At the Oct. 2 meeting, Zermeno said there were 16 firefighters who had not received NIMS certification.
“Currently, all city staff is in compliance with NIMS with the exception of firefighter personnel,” interim city administrator Larry Zermeno said. “We found 16 firefighters who were not certified. Since, then (Goliad VFD Chief) Alonzo (Morales) has come to and told me that four of them have passed.
“We would be subject to fines and may lose money if we have an incident. Should we have an emergency, the best thing is to be prepared for it.”

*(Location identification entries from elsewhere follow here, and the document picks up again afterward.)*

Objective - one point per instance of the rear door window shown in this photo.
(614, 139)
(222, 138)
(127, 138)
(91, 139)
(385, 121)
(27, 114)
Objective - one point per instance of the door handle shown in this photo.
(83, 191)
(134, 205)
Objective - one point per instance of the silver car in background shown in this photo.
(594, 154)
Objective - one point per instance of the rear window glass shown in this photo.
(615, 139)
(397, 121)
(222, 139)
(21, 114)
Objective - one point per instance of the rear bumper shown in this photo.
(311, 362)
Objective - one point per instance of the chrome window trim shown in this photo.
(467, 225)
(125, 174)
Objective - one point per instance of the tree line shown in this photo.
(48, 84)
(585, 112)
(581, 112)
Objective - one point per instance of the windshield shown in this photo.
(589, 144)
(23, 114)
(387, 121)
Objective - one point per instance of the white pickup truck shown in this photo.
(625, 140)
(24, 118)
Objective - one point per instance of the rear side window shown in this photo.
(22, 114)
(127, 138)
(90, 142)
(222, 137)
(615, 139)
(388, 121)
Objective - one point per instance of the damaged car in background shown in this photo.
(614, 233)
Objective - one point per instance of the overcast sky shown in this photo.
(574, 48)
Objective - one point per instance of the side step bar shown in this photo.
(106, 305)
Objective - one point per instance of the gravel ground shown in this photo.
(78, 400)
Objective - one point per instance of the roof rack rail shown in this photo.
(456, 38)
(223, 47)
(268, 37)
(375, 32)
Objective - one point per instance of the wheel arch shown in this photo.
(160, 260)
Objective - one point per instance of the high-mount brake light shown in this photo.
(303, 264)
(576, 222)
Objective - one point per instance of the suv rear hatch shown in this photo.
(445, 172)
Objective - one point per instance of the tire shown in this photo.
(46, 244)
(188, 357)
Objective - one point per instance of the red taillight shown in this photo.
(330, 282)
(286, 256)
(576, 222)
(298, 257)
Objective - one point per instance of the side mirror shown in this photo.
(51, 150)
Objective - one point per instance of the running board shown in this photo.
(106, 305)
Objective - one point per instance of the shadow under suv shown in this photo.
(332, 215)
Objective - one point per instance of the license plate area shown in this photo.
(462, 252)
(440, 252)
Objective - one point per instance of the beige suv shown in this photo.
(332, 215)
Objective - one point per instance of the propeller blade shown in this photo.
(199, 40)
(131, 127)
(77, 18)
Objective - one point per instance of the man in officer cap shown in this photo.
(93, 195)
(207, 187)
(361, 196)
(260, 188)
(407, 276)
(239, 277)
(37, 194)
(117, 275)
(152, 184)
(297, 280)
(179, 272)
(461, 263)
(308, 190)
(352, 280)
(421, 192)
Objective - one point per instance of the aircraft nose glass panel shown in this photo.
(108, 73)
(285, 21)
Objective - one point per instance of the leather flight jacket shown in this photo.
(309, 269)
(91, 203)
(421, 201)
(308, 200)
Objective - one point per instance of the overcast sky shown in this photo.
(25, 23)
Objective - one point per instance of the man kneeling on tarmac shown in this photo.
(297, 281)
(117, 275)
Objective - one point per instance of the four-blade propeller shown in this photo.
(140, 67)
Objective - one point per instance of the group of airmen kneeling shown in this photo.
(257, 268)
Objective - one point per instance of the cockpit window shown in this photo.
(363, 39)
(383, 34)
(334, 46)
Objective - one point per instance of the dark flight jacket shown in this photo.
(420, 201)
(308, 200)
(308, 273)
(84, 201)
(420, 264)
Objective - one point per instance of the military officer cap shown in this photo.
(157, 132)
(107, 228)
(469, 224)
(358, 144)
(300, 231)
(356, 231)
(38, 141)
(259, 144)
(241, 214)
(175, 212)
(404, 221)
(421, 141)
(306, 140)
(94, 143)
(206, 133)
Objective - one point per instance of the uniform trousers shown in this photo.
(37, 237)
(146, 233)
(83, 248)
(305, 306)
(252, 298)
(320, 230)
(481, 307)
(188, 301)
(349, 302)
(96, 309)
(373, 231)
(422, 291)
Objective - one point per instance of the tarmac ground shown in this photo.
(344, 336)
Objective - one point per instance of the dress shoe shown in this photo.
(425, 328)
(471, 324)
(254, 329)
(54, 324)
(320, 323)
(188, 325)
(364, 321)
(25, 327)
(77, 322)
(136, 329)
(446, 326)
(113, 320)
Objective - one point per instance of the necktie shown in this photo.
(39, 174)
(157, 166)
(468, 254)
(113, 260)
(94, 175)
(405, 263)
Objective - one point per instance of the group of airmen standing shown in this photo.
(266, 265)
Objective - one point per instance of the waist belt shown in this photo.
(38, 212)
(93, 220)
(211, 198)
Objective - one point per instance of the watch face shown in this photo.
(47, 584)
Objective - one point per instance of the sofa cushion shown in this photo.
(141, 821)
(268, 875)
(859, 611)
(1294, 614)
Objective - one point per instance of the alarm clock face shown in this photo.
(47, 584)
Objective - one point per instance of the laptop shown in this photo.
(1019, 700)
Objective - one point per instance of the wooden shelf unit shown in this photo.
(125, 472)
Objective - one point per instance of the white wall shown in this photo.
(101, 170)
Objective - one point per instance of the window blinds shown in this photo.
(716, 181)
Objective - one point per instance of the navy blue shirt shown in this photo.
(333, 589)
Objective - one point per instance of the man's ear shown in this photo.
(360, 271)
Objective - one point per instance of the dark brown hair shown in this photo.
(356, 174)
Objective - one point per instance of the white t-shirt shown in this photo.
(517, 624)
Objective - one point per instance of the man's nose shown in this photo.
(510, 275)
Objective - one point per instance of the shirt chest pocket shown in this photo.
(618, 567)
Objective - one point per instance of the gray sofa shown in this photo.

Goliad County emergency management coordinator Peggy Fonseca said NIMS certification is vital for the city to receive government assistance and avoid litigation.
“NIMS is the standard practice of response to any kind of incident,” Fonseca said. “It is a requirement for any type of preparedness funds. You went from 100 percent compliance to 84 percent. That makes you ineligible for any kind of funding.
“We at the county are 100 percent, because we stay up on it.”
Fonseca she has discussed with Goliad County Judge David Bowman about getting all county elected officials certified. City council alderman Vicki Rubio recently became NIMS certified.
“NIMS is nothing to laugh at. It’s the standard,” Fonseca said. “You are going to begin seeing lawsuits based on the fact that there were no responses in a NIMS incident command structure, especially when there’s death or damage.”